Tablets already saw their sales going down, their market reaching the stale point because users just don’t need new models, their current models being more than capable enough for most usage scenarios. Because of this fact, you don’t see manufacturers making tons of new models anymore; they just can’t make a profit on tablets any longer. Technology advanced enough for new tablets to become practically unnecessary, obsolete. The main reason for this is the fact that tablets are devices used for consuming content; if want something done, you’ll pick up your laptop or use PC. Their screens are too small, their keyboards are just aren’t made for serious work, apps available aren’t advanced enough to create content.
2016, The First Year When Smartphone Market Saw A Decline In Sales
It seems that similar situation is happening in the smartphone world. They become so powerful that putting more advanced CPUs is just not enough to make new flagship models tempting enough to buy them. full HD resolution is more than enough for everything except VR, and 2 GB of RAM is enough for a seamless multitasking.
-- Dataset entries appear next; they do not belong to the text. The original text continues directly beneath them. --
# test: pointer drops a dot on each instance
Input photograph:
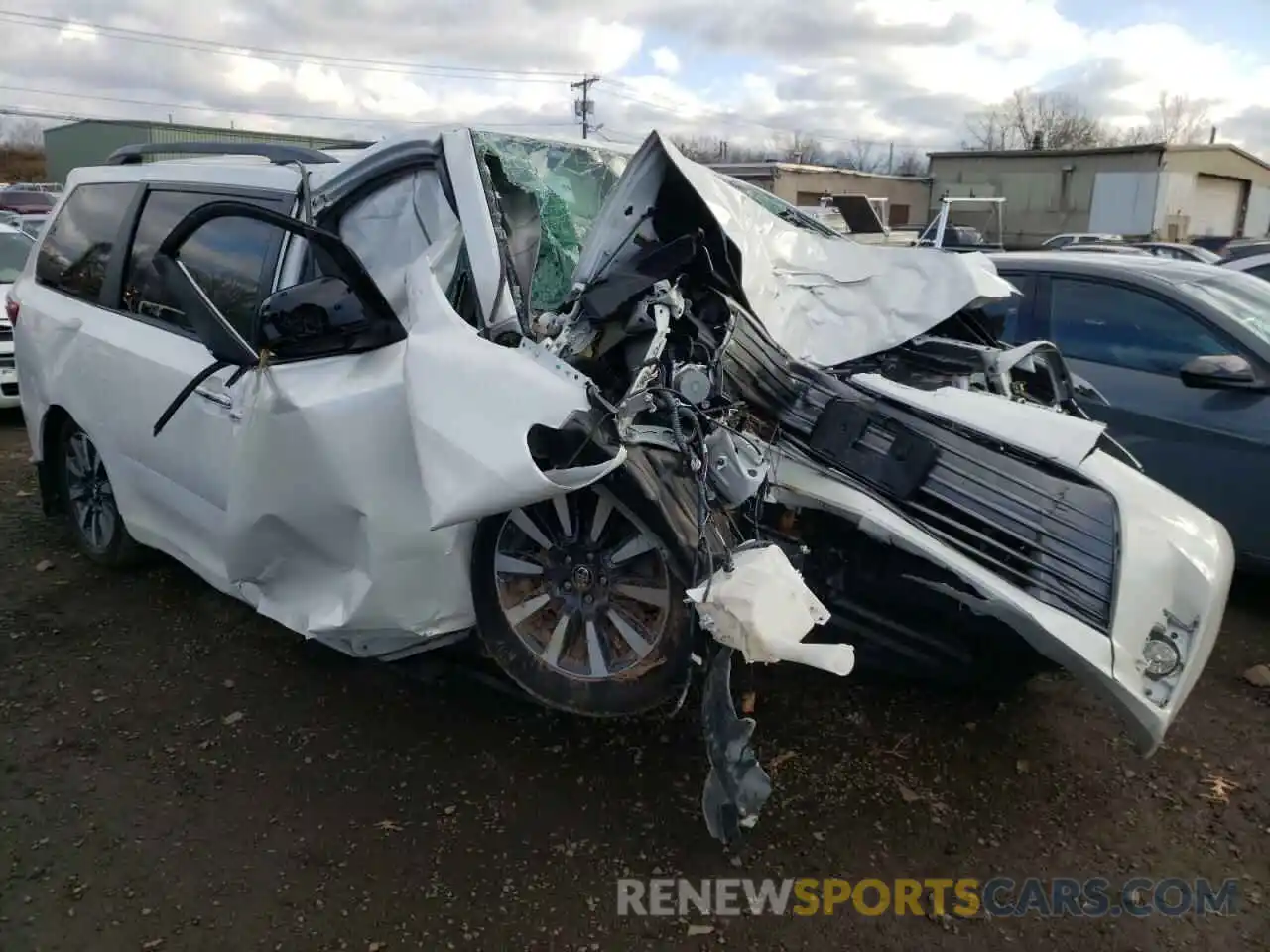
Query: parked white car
(16, 248)
(563, 398)
(1256, 264)
(1079, 238)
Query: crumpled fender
(471, 407)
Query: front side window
(76, 249)
(1003, 312)
(1125, 327)
(14, 249)
(230, 258)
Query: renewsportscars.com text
(961, 896)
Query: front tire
(87, 498)
(575, 602)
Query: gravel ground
(178, 774)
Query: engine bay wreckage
(644, 429)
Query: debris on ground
(1257, 675)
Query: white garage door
(1215, 206)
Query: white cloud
(665, 60)
(889, 70)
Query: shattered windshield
(570, 182)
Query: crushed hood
(824, 299)
(860, 214)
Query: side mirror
(1220, 372)
(309, 316)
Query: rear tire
(89, 502)
(575, 602)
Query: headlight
(1162, 656)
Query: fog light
(1162, 657)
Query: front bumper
(1174, 570)
(1176, 565)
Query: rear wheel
(89, 499)
(576, 604)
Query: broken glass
(570, 182)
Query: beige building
(1166, 191)
(799, 184)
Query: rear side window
(14, 250)
(231, 259)
(1125, 327)
(76, 249)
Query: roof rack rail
(276, 153)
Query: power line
(584, 107)
(729, 118)
(227, 49)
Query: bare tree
(862, 158)
(701, 149)
(799, 148)
(911, 163)
(1030, 119)
(1179, 119)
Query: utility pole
(584, 107)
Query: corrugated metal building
(90, 141)
(1166, 191)
(804, 185)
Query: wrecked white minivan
(613, 416)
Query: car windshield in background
(14, 249)
(780, 208)
(570, 182)
(1241, 296)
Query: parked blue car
(1175, 358)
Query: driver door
(198, 438)
(1211, 447)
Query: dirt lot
(177, 774)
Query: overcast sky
(903, 71)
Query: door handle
(222, 399)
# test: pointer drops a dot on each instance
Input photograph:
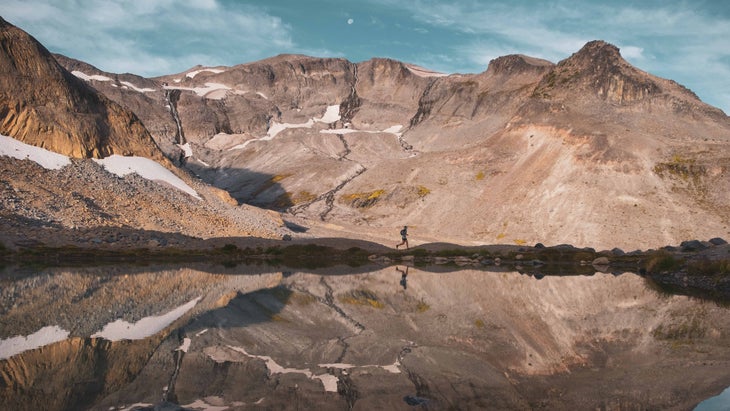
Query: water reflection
(255, 337)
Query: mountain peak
(42, 104)
(599, 69)
(517, 63)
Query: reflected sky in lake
(387, 337)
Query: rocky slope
(589, 151)
(43, 104)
Flagships from 2014 are still fast enough to make a switch to newer models obsolete, and even mid-tier models from this year are capable enough to perform 99 percent of things you can do on much more powerful devices. The “breakthroughs” we see today are usually made in the fields of design, UI, camera and ease of use (like adding a fingerprint scanner or force touch technology).
Users noticed this, making 2016 the first year when we haven’t seen a growth in smartphone sales, instead, sales declined by 3 percent. Linda Sui, director at Strategy Analytics explained that smartphone growth “is slowing due to increasing penetration maturity in major markets like China and consumer caution about the future of the world economy.”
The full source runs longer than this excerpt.